Governor Chris Sununu issued a stay at home order on Thursday, March 26, for New Hampshire residents, in effect until May 4th.  He ordered all non-essential businesses to close, starting at midnight Friday, March 27. The moves are part of the state's broader efforts to slow the spread of the coronavirus in New Hampshire.

This page will be updated as we learn more about the governor's order.

Below are answers to some common questions about the new guidelines and what they mean for people in the state.

Support the journalism NHPR is bringing you every day - click here to make a donation.

Which businesses will remain open?

In a press briefing on Thursday, Governor Sununu said essential businesses can stay open. These include health care facilities, gas stations, grocery stores, convenience stores, banks and credit unions, hardware stores, homeless shelters, food banks, animal health services, gun stores, liquor stores, restaurants, and breweries. You can find a full list of essential services here. Changes or updates will be posted on the Department of Business and Economic Affairs’ website. The governor updated the list, just hours before the emergency order took effect, to include guidance for retailers and real estate transactions; retailers' facilities are closed to the public, but they can have curbside or delivery business.


Can I still go outside?

The governor has asked all people to stay at home unless absolutely necessary, especially those who are over age 65 or with chronic health conditions. However, people can still go outside for exercise, to go to work, and to buy essential supplies.

This graphic explains Gov. Chris Sununu's stay-at-home order

How does this differ from a shelter-in-place order?

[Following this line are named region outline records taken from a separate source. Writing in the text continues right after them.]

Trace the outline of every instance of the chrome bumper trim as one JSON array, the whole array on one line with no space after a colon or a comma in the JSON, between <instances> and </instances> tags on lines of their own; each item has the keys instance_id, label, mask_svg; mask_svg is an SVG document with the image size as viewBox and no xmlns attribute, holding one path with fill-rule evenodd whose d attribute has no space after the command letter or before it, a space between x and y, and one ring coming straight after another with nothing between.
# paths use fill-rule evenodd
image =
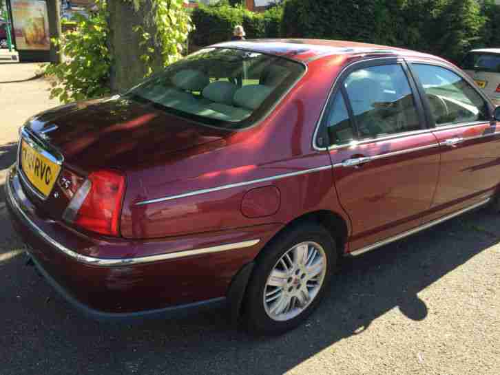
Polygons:
<instances>
[{"instance_id":1,"label":"chrome bumper trim","mask_svg":"<svg viewBox=\"0 0 500 375\"><path fill-rule=\"evenodd\" d=\"M424 231L424 229L427 229L428 228L430 228L431 226L437 225L438 224L442 223L443 222L446 222L446 220L452 219L453 217L455 217L456 216L459 216L459 215L461 215L462 213L464 213L467 211L470 211L471 210L473 210L474 208L477 208L478 207L484 206L488 202L490 202L491 200L492 200L492 198L487 198L479 203L476 203L475 204L472 204L472 206L466 207L465 208L462 208L461 210L459 210L457 212L454 212L452 214L448 215L446 216L444 216L444 217L437 219L436 220L433 220L432 222L426 223L422 226L418 226L417 228L414 228L413 229L410 229L410 231L407 231L406 232L403 232L402 233L396 235L394 237L391 237L386 239L383 239L382 241L379 241L378 242L375 242L375 244L368 245L368 246L362 248L358 250L355 250L354 251L351 251L351 253L348 253L345 255L345 256L346 257L357 257L358 255L361 255L362 254L364 254L365 253L368 253L368 251L371 251L372 250L375 250L375 249L382 247L384 245L388 245L388 244L390 244L391 242L394 242L395 241L397 241L398 239L401 239L402 238L404 238L405 237L408 237L408 236L413 235L415 233L417 233L418 232L420 232L421 231Z\"/></svg>"},{"instance_id":2,"label":"chrome bumper trim","mask_svg":"<svg viewBox=\"0 0 500 375\"><path fill-rule=\"evenodd\" d=\"M16 197L14 196L11 183L9 181L10 177L8 176L6 180L6 191L8 199L11 202L12 206L16 209L16 212L19 214L25 221L25 222L31 226L33 231L42 237L44 240L56 248L61 253L65 254L70 258L84 263L90 266L96 266L101 267L123 267L127 266L135 266L137 264L144 264L147 263L152 263L168 259L174 259L178 258L184 258L186 257L191 257L194 255L201 255L205 254L211 254L213 253L220 253L229 250L236 250L239 248L248 248L256 245L260 242L260 239L251 239L249 241L244 241L242 242L236 242L233 244L226 244L224 245L218 245L216 246L211 246L208 248L202 248L193 250L185 250L182 251L176 251L167 254L158 254L157 255L149 255L147 257L138 257L136 258L97 258L94 257L87 257L79 254L67 248L64 245L54 240L47 233L43 232L25 213L17 202Z\"/></svg>"}]
</instances>

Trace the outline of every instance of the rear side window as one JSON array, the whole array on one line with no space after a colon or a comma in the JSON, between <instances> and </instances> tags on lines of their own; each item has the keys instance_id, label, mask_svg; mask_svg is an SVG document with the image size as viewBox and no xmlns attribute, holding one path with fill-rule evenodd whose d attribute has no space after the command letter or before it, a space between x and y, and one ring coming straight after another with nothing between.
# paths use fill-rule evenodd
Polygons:
<instances>
[{"instance_id":1,"label":"rear side window","mask_svg":"<svg viewBox=\"0 0 500 375\"><path fill-rule=\"evenodd\" d=\"M349 114L340 91L337 92L331 104L326 118L326 129L331 146L349 143L354 139Z\"/></svg>"},{"instance_id":2,"label":"rear side window","mask_svg":"<svg viewBox=\"0 0 500 375\"><path fill-rule=\"evenodd\" d=\"M421 129L413 94L400 65L356 70L344 85L362 139Z\"/></svg>"},{"instance_id":3,"label":"rear side window","mask_svg":"<svg viewBox=\"0 0 500 375\"><path fill-rule=\"evenodd\" d=\"M413 67L424 87L436 126L488 119L486 102L462 77L435 65Z\"/></svg>"},{"instance_id":4,"label":"rear side window","mask_svg":"<svg viewBox=\"0 0 500 375\"><path fill-rule=\"evenodd\" d=\"M460 67L476 72L500 72L500 55L470 52L467 54Z\"/></svg>"}]
</instances>

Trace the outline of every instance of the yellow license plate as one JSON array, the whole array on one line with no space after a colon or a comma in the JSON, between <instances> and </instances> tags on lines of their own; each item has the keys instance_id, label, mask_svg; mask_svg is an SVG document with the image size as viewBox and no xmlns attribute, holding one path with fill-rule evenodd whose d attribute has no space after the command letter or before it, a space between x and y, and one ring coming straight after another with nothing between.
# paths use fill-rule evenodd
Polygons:
<instances>
[{"instance_id":1,"label":"yellow license plate","mask_svg":"<svg viewBox=\"0 0 500 375\"><path fill-rule=\"evenodd\" d=\"M24 140L21 147L21 165L24 174L40 193L48 196L59 174L61 167Z\"/></svg>"},{"instance_id":2,"label":"yellow license plate","mask_svg":"<svg viewBox=\"0 0 500 375\"><path fill-rule=\"evenodd\" d=\"M486 87L486 81L479 81L479 80L475 80L476 84L481 89L483 89Z\"/></svg>"}]
</instances>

Sununu says his stay-at-home order differs from a shelter-in-place order because he is not closing transportation services, not closing the state border, not preventing people from leaving their homes, and not prohibiting residents of other states from entering New Hampshire.

Click here to sign up for email updates about Coronavirus in New Hampshire.

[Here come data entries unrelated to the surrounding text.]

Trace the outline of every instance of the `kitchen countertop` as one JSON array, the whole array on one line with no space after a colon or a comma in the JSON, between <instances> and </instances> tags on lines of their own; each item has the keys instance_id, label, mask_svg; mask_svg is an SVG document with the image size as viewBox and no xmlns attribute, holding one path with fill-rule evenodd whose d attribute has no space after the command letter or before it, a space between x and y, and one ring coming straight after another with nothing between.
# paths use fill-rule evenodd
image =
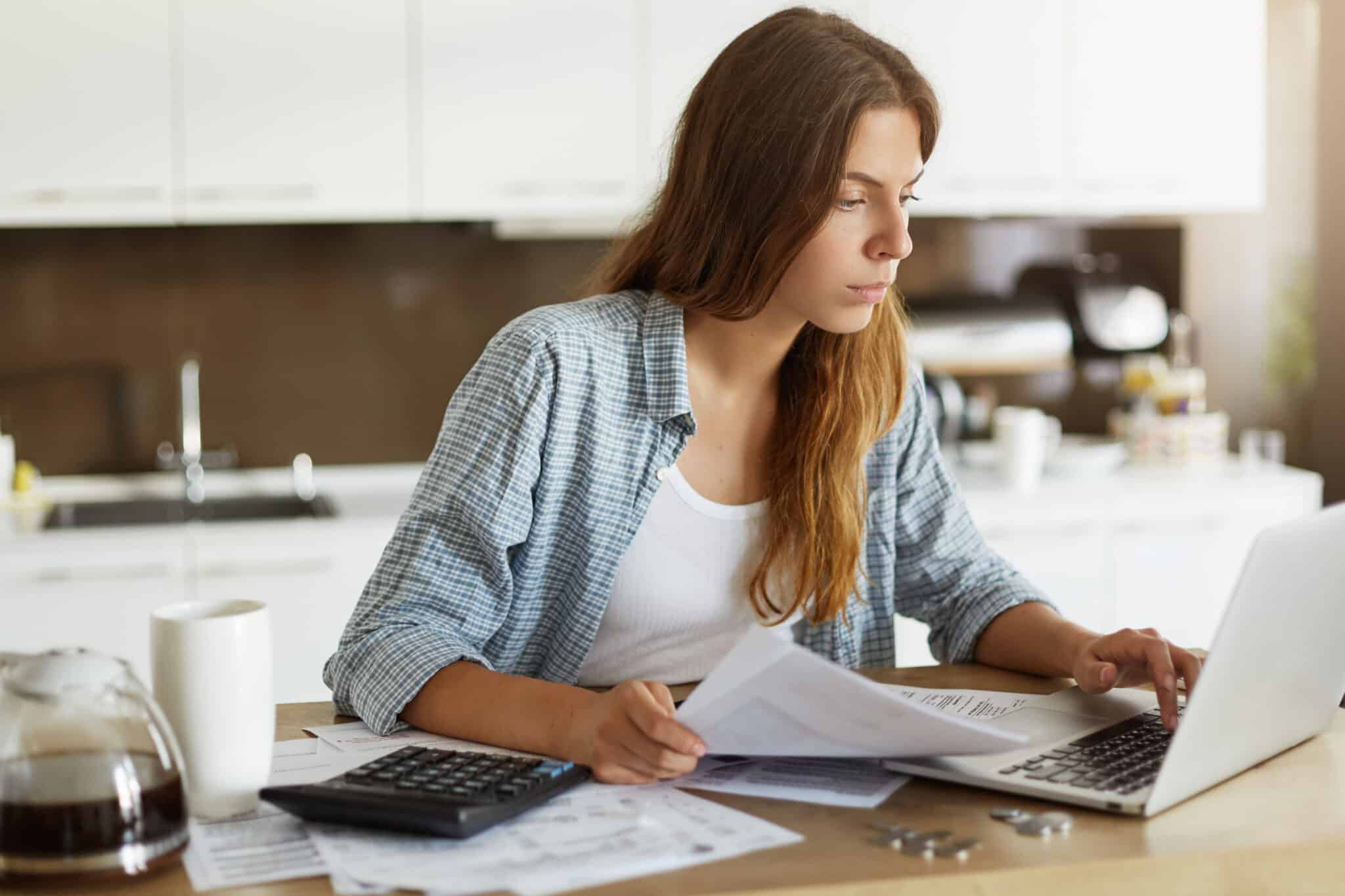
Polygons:
<instances>
[{"instance_id":1,"label":"kitchen countertop","mask_svg":"<svg viewBox=\"0 0 1345 896\"><path fill-rule=\"evenodd\" d=\"M334 520L362 517L397 517L406 508L420 477L421 463L351 463L313 467L319 494L336 506ZM1079 520L1089 517L1123 519L1127 516L1163 516L1163 508L1181 512L1200 504L1217 509L1219 501L1270 498L1286 490L1317 496L1321 501L1322 477L1287 466L1244 467L1233 458L1227 463L1198 467L1165 467L1123 465L1091 476L1045 476L1032 493L1017 493L999 485L994 470L951 463L950 470L978 524L986 525L1029 514L1034 521ZM42 494L52 502L117 501L143 497L178 497L182 476L175 472L134 473L125 476L56 476L42 481ZM210 470L206 473L208 497L289 494L289 467L254 467ZM313 523L313 520L307 520ZM321 521L321 520L319 520ZM211 524L215 525L215 524ZM125 531L130 527L118 527ZM153 527L161 528L161 527ZM89 532L83 531L66 531ZM51 532L20 533L17 539L50 536Z\"/></svg>"}]
</instances>

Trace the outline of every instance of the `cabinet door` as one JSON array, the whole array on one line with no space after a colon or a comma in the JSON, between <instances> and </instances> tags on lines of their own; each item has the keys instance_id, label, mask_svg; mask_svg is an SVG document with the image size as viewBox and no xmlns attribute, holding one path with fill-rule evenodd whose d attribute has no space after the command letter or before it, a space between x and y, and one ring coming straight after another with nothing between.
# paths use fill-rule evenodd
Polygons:
<instances>
[{"instance_id":1,"label":"cabinet door","mask_svg":"<svg viewBox=\"0 0 1345 896\"><path fill-rule=\"evenodd\" d=\"M40 537L4 557L0 652L89 647L129 661L151 686L149 614L186 598L182 532Z\"/></svg>"},{"instance_id":2,"label":"cabinet door","mask_svg":"<svg viewBox=\"0 0 1345 896\"><path fill-rule=\"evenodd\" d=\"M1065 4L1076 211L1256 210L1264 201L1264 0Z\"/></svg>"},{"instance_id":3,"label":"cabinet door","mask_svg":"<svg viewBox=\"0 0 1345 896\"><path fill-rule=\"evenodd\" d=\"M331 700L323 664L394 525L394 519L338 519L194 527L188 590L203 600L265 602L276 703Z\"/></svg>"},{"instance_id":4,"label":"cabinet door","mask_svg":"<svg viewBox=\"0 0 1345 896\"><path fill-rule=\"evenodd\" d=\"M638 13L628 0L421 4L418 216L631 211L643 111Z\"/></svg>"},{"instance_id":5,"label":"cabinet door","mask_svg":"<svg viewBox=\"0 0 1345 896\"><path fill-rule=\"evenodd\" d=\"M1221 514L1120 527L1112 547L1116 623L1153 626L1181 647L1208 649L1231 595L1228 540Z\"/></svg>"},{"instance_id":6,"label":"cabinet door","mask_svg":"<svg viewBox=\"0 0 1345 896\"><path fill-rule=\"evenodd\" d=\"M182 4L184 222L410 214L406 9Z\"/></svg>"},{"instance_id":7,"label":"cabinet door","mask_svg":"<svg viewBox=\"0 0 1345 896\"><path fill-rule=\"evenodd\" d=\"M880 1L881 0L876 0ZM784 0L652 0L650 7L650 118L643 138L643 195L652 196L667 175L678 117L691 89L714 58L741 32L773 12L798 5ZM808 4L862 19L865 0Z\"/></svg>"},{"instance_id":8,"label":"cabinet door","mask_svg":"<svg viewBox=\"0 0 1345 896\"><path fill-rule=\"evenodd\" d=\"M1061 0L876 0L868 24L916 64L943 121L912 215L1050 214L1064 187Z\"/></svg>"},{"instance_id":9,"label":"cabinet door","mask_svg":"<svg viewBox=\"0 0 1345 896\"><path fill-rule=\"evenodd\" d=\"M172 1L0 9L0 224L169 223Z\"/></svg>"}]
</instances>

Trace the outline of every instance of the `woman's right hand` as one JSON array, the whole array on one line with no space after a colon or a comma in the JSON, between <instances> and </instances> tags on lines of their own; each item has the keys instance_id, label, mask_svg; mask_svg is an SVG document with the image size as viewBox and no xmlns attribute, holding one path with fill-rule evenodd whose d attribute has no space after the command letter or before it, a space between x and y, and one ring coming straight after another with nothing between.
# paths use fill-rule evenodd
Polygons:
<instances>
[{"instance_id":1,"label":"woman's right hand","mask_svg":"<svg viewBox=\"0 0 1345 896\"><path fill-rule=\"evenodd\" d=\"M609 785L650 785L695 768L705 742L672 719L672 695L658 681L623 681L572 719L566 759Z\"/></svg>"}]
</instances>

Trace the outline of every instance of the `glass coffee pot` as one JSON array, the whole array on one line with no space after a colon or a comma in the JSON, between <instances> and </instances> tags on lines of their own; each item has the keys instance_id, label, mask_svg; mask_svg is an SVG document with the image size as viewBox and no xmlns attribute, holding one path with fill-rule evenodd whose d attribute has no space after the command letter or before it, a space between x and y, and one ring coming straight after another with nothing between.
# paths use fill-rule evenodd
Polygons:
<instances>
[{"instance_id":1,"label":"glass coffee pot","mask_svg":"<svg viewBox=\"0 0 1345 896\"><path fill-rule=\"evenodd\" d=\"M0 884L174 864L187 814L178 743L126 662L0 657Z\"/></svg>"}]
</instances>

Will child care centers remain open?

Yes. Child care and day care facilities will remain open to support the state’s essential employees as they continue to go to work.

What about parks, playgrounds, and beaches?

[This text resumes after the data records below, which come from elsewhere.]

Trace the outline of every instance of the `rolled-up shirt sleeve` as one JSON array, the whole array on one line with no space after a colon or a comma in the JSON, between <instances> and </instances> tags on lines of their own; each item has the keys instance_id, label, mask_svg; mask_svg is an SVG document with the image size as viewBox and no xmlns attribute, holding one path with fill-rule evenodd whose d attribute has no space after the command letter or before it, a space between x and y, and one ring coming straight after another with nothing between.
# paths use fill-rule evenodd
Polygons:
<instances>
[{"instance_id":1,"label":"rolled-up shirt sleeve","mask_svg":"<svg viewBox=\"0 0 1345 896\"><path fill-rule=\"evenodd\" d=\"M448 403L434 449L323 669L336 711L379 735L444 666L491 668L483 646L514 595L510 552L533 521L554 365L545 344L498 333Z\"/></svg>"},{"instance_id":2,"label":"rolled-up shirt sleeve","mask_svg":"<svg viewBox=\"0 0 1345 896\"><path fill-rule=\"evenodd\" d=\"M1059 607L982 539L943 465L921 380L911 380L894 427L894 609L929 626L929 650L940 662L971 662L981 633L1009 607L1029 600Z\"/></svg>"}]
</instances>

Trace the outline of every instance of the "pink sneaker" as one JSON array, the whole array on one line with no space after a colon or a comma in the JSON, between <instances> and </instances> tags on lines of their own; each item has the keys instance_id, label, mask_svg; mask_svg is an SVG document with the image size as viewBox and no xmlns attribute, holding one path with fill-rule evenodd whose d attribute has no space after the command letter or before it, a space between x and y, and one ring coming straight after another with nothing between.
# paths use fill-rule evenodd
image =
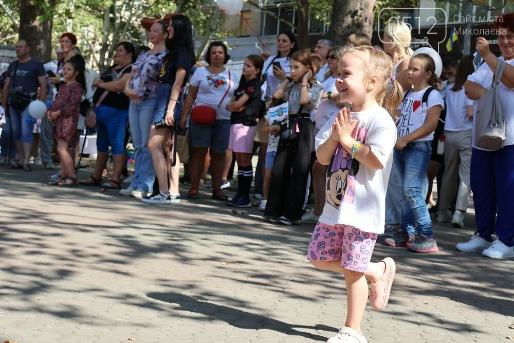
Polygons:
<instances>
[{"instance_id":1,"label":"pink sneaker","mask_svg":"<svg viewBox=\"0 0 514 343\"><path fill-rule=\"evenodd\" d=\"M396 271L394 260L386 257L382 262L386 263L386 270L380 280L370 283L370 304L375 311L382 311L389 301L391 287Z\"/></svg>"},{"instance_id":2,"label":"pink sneaker","mask_svg":"<svg viewBox=\"0 0 514 343\"><path fill-rule=\"evenodd\" d=\"M337 336L328 338L326 343L368 343L368 340L351 328L343 327Z\"/></svg>"}]
</instances>

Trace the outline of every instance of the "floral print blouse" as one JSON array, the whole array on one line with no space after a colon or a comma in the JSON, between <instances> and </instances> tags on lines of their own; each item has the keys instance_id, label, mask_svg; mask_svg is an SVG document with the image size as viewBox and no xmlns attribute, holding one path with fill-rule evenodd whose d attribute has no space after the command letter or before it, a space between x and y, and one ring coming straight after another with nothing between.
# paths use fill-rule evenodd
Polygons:
<instances>
[{"instance_id":1,"label":"floral print blouse","mask_svg":"<svg viewBox=\"0 0 514 343\"><path fill-rule=\"evenodd\" d=\"M153 55L151 55L150 51L141 52L132 65L134 76L131 81L130 88L139 96L140 101L155 97L157 78L162 66L162 60L167 53L167 50Z\"/></svg>"}]
</instances>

Parks and playgrounds are still open under the order. However, all New Hampshire beaches along the Seacoast will be closed by midnight Friday.

Will my business have to close?

If you’re uncertain whether your business is considered essential or not, you can contact the New Hampshire Department of Business and Economic Affairs.

If my business closes as a result of the order, should my employees file for unemployment?

Yes. New Hampshire has broadly opened up unemployment benefits to provide financial support to those out of work as a result of COVID-19. You can find more information on filing for employment benefits here.

How will this order be enforced?

The order gives state health officials and state and local police the authority to enforce these new guidelines. However, the attorney general's office says their primary objective is to “inform the public of the order, its importance to public health, and to seek voluntary compliance” and that “criminal enforcement is not a primary objective.”

Repeat violators of the order may be issued a written warning from law enforcement officials. If a person or business fails to comply after receiving a written warning, enforcement may escalate to criminal charges.

How long will this last?

The stay-at-home order is in effect until May 4, 2020. However, the governor says the order could be extended as the situation changes.